Justice

La mère d’un policier genevois ruinée par un marabout

En cinq ans, la plaignante a confié toutes ses économies à un certain «Mbaba». Le filou s’est envolé avec le pactole mais son jeune comparse a été condamné à une peine de 30 mois avec sursis partiel

La mère d’un policier ruinée par un marabout

Genève La plaignante a perdu toutes ses économies. Le comparse est condamné à 30 mois

Devant la justice

Mais qu’est-ce qui peut pousser une septuagénaire à donner toutes ses économies à un parfait inconnu vêtu d’un boubou? La détresse et la naïveté. Doris*, délestée de quelque 665 000 francs par un certain «Mbaba», n’en revient toujours pas: «J’aurais dû être beaucoup plus méfiante et j’aurais dû en parler plus tôt à mon fils.» Un fils, qui plus est, travaille comme inspecteur à la police judiciaire genevoise. «La police secrète», précise-t-elle sans doute en référence à la tenue civile.

Un don de guérison

Evaporé dans la nature, ou plutôt du côté de Conakry, le marabout en question profite tranquillement du pactole alors que son jeune assistant doit répondre de pillage organisé devant le Tribunal correctionnel. Le prévenu a vu le jour il y a 27 ans en Guinée et n’a, selon ses propres termes, pas fait grand-chose de sa vie. Sa demande d’asile refusée, Amadou* s’est reconverti en facteur pour «grand voyant médium» et autres faiseurs de miracles opérant entre la France et la Suisse. Le jeune homme, défendu par Me Romain Jordan, assure qu’il ignorait tout de l’arrière-plan machiavélique de ces courses et du contenu transporté.

Pour Doris, représentée par Mes Saskia Ditisheim et Sylvia Polydor, il n’y a aucun doute. C’est bien à ce garçon qu’elle a remis d’innombrables enveloppes. Et il savait qu’il s’agissait d’argent. La plaignante, 79 ans aujourd’hui, a travaillé toute sa vie avec son mari comme concierge dans une école. Fidèle à la course de l’Escalade jusqu’à une récente fracture de l’épaule, elle ne donne pas vraiment l’image d’une proie égarée et fragile. Et pourtant.
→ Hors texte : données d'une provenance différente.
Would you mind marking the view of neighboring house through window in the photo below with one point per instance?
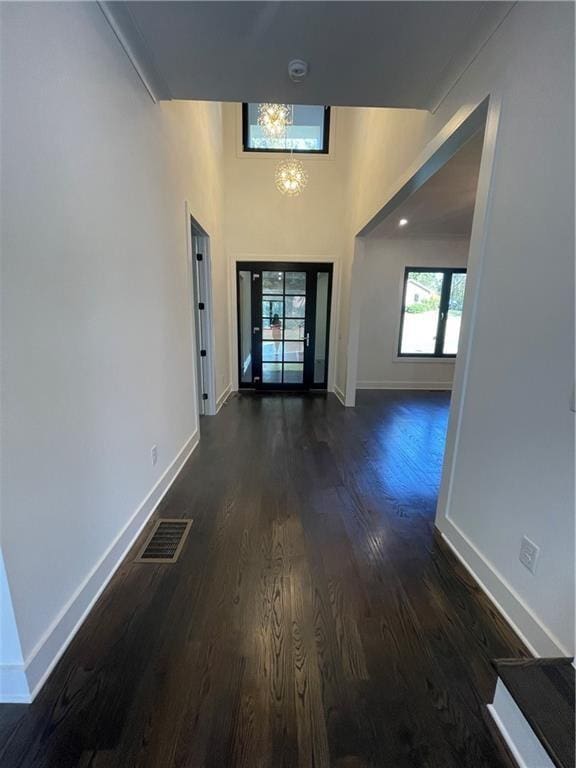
(431, 312)
(308, 130)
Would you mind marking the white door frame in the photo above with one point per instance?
(204, 369)
(334, 307)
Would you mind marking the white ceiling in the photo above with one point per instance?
(444, 205)
(393, 54)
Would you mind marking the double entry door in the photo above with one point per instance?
(283, 325)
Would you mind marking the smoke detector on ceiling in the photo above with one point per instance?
(297, 70)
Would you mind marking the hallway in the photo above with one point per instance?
(313, 618)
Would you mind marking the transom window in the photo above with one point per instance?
(308, 130)
(432, 303)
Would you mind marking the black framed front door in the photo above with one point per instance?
(283, 325)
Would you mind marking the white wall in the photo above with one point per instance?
(263, 224)
(385, 260)
(97, 359)
(514, 462)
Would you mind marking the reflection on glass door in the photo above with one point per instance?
(283, 322)
(288, 311)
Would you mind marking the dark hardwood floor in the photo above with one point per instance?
(313, 619)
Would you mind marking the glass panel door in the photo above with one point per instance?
(283, 322)
(283, 325)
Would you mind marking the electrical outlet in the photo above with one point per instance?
(529, 554)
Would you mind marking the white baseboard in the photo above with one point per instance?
(49, 649)
(223, 397)
(14, 684)
(525, 746)
(537, 637)
(435, 385)
(339, 394)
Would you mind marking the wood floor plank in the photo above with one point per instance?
(313, 620)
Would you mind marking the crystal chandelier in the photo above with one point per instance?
(273, 119)
(291, 177)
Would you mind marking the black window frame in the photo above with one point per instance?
(442, 311)
(325, 137)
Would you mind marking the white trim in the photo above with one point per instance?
(14, 684)
(435, 385)
(537, 637)
(334, 306)
(57, 637)
(223, 397)
(430, 360)
(339, 394)
(468, 322)
(516, 731)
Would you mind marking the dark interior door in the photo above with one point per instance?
(284, 346)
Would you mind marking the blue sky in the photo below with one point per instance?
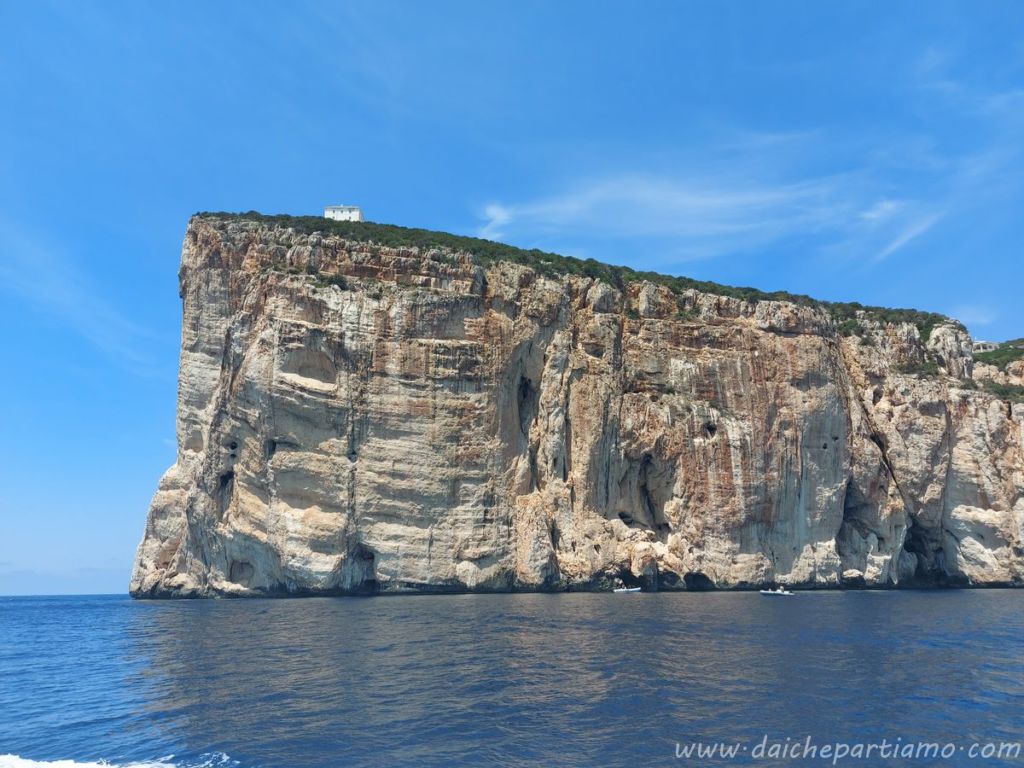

Durant l’année 2009, Doris, très affectée par le décès de son mari, croise le chemin de «Mbaba» dans un parc. Il lui parle. Elle se confie. Il la réconforte. «Il a un don hérité de son grand-père. Il peut guérir avec ses yeux. J’ai senti une chaleur remonter dans ma colonne vertébrale et ma douleur au dos s’en est allée», raconte la plaignante.

Un manège de cinq ans

La question financière s’insinue lentement. Elle lui donne 2 francs, puis un peu plus et finit par lui révéler qu’elle dispose d’une petite fortune à la maison – 450 000 francs et deux lingots d’or – en cas de coup dur. «Mbaba» arrive à convaincre Doris de ne pas laisser cet argent dormir mais de le faire fructifier. Elle lui amène le tout dans un simple sac.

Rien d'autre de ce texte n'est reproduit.